Organic Chemistry Seminar: Professor Samir Zard, Ecole Polytechnique

Organic Chemistry Seminar: Professor Samir Zard, Ecole Polytechnique
Date
Wed June 13th 2018, 4:30 - 5:30pm
Location
Sapp Lecture Hall

Organic Chemistry Seminar: Professor Samir Zard, Ecole Polytechnique (Host: Barry Trost)

"Reversible Reservoirs for Radicals. A Powerful Strategy for the Construction of Carbon-Carbon Bonds"

About the Seminar

Radical reactions offer many of the properties desired by synthetic organic chemists, in terms of variety, mildness of conditions, and a selectivity that is often complementary to that of ionic chemistry, making many protection steps superfluous. There is however one major difficulty, which derives from the propensity of radicals to interact with themselves (dimerisation, disproportionation) with extremely fast rates that are close to diffusion. In order to overcome this complication, it is essential to keep the steady-state concentration of radical species very low. This can be accomplished for example by contriving a chain reaction where the propagating steps are themselves quite fast, as for example in the typical, and now extremely popular, stannane based processes. While various unimolecular cyclisation and fragmentation steps can be efficiently incorporated into the radical sequence, kinetically slower bimolecular transformations, and in particular intermolecular additions to un-activated alkenes, have proven more difficult to implement. In the case of stannanes, the relatively slow addition to the alkene has to compete with premature hydrogen atom abstraction from the organotin hydride, a step that is usually thousands of times
faster.
 
Over the years, we have shown that xanthates and related thiocarbonylthio derivatives allow the generation of radicals under conditions where the radicals possess a considerably increased effective lifetime even in a concentrated medium. Intermolecular additions to un-activated alkenes, as well as a variety of reputedly difficult radical transformations can now be easily accomplished. No metals, heavy or otherwise, are required, and the starting materials and reagents are cheap and readily available. Complex, densely functionalized structures can be constructed in a convergent, modular fashion. In the course of our study of the scope and limitations of this chemistry, we have uncovered a few surprising transformations. Recent results and some mechanistic aspects will be presented and discussed briefly.

About the Speaker

Samir Z. Zard currently holds the positions of “Director of Research” (Exceptional Class) in the C. N. R. S. (Centre National de la Recherche Scientifique) and part-time Professor at Ecole Polytechnique.

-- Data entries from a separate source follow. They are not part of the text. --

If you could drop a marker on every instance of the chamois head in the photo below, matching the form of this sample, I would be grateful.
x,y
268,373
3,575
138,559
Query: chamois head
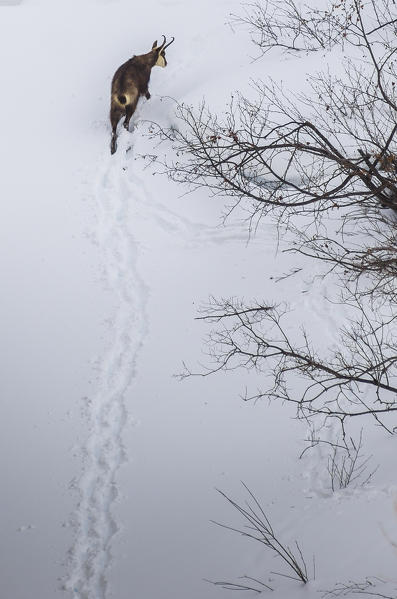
x,y
159,52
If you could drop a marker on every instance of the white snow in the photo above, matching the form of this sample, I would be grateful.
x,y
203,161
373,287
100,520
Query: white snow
x,y
109,463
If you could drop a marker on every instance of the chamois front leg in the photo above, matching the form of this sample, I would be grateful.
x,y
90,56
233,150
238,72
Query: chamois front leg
x,y
115,116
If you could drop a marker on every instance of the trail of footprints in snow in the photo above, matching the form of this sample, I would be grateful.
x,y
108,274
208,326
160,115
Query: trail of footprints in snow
x,y
95,525
94,522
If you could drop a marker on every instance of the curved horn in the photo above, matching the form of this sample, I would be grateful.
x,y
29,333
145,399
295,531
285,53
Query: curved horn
x,y
169,43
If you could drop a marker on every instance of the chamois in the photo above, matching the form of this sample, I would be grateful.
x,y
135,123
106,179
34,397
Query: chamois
x,y
131,81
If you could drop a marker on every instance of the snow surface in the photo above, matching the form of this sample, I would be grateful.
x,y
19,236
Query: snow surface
x,y
109,463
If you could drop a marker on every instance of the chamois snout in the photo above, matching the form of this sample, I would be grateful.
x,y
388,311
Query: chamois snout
x,y
130,82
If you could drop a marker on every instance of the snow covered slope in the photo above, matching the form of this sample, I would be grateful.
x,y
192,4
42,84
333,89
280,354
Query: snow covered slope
x,y
108,462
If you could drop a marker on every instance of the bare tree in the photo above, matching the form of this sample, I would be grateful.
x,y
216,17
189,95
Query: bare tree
x,y
359,379
302,159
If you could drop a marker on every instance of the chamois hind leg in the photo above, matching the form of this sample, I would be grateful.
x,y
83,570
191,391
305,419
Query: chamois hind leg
x,y
115,115
129,111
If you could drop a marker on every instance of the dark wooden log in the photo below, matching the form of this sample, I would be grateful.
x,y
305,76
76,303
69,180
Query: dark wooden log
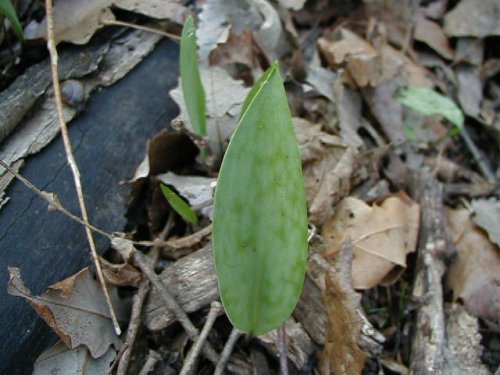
x,y
109,140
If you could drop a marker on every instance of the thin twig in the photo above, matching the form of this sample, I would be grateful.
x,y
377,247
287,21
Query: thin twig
x,y
127,251
71,159
282,349
140,296
194,352
52,201
139,27
226,352
153,358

Professor Zard was born in 1955 in Ife, Nigeria. His training as a chemist started at the American University of Beirut (interrupted by the civil war in 1975), then at Imperial College, London, and finally at the l’Institut de Chimie des Substances Naturelles à Gif-sur-Yvette, France, where he received his doctorate under the supervision of Professor Sir Derek Barton in 1983.

His main research concerns the study and development of new reactions and processes. He is the author of 350 scientific publications, 38 filed patents, and two books. In addition to a number of academic awards, he received in 2007 the Croix de Chevalier de la Légion d’Honneur.